As You Sow, Corporate Knights rank firms by clean energy revenues to identify climate transition heroes

Sustainability groups publish inaugural Carbon Clean200

Advocacy group As You Sow and media and research group Corporate Knights have unveiled their inaugural ranking of the world’s companies according to the revenue they are estimated to make from clean energy, highlighting those firms already working towards a transition into a sustainable economy and sparking further debate around how investors can help bring this about.

The ranking, compiled by Corporate Knights’ CEO Toby Heaps and Director of Research Michael Yow alongside Andrew Behar, As You Sow’s CEO, aims to show which companies are successfully participating in a transition to cleaner energy.

To be eligible for inclusion, companies must have a market cap of at least $1bn and at least 10% ‘clean energy revenue’ as defined by Bloomberg New Energy Finance (BNEF). Oil, gas and coal companies, weapons manufacturers, utilities with less than 50% renewable output, firms which profit from deforestation and companies that engage in child or forced labour were excluded.

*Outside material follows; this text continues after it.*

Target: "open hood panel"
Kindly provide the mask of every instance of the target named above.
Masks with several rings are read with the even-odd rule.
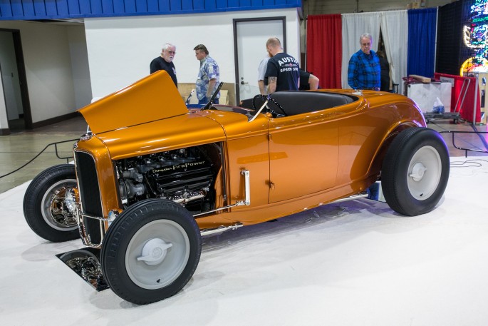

Toyota, the Japanese car manufacturer that is the world’s market leader in hybrid electric vehicle sales, take the top spot in the Carbon Clean200 ranking, with German engineering firm Siemens and electronics manufacturer Johnson Controls finishing second and third respectively. Elon Musk’s electric car outfit Tesla Motors takes 17th spot.

Though their first aim is to stimulate debate around the best ways investors and corporates can facilitate a clean energy transition, the report’s authors do note that there might be some problems with their ranking or, more specifically, BNEF’s methodology. Counting hybrid cars – which also burn fossil fuels – as green energy-powered is problematic, particularly when it propels Toyota to the top of the list, while there also needs to be “a systemic way” to screen the list for human rights, they write.Heaps, Yow and Behar are also quick to point out that this first attempt at ranking 200 companies is “just a start” and that any suggested improvements to the methodology would be welcomed. They added: “What will be more interesting is how our Clean200 methodology may be improved and change over time. So we decided to make a spreadsheet with all of this data available to anyone and to update the list quarterly to track the changes and trends.”

The financial performance of the list outperforms both the S&P 1200 and the Carbon Underground 200 – a ranking of the world’s biggest oil, gas and coal companies – in an analysis that considers how the value of $1 invested in each has improved over the past 10 years.

Such an outperformance was driven, the report states, by significant exposure to Chinese clean energy companies which have experienced “explosive growth” since January 2006. Indeed, over a third of firms included in the Clean200 are Chinese, perhaps indicative of the so-called quiet green energy revolution that continues in the country. Just under half – 96 – are in the industrials sector, while 45 are information technology companies.

As You Sow and Corporate Knights are keen to impress that the Clean200 is not intended to be used as a stock-pick list or an index, but as a guide to the clean energy transition. They pick out recent Paris climate deals, potential reforms in the energy market and actions carried out by big investors as signs that the world is already adapting, PFZW’s commitment to halving its carbon footprint and CalSTRS’ $2.5bn buy-in to a low carbon index among them.

They conclude: “None of this portends an imminent conclusion to our fossil fuel age, but it does suggest an end to fossil fuels as a long-term growth market and the beginning of a long run expansion of clean energy demand.”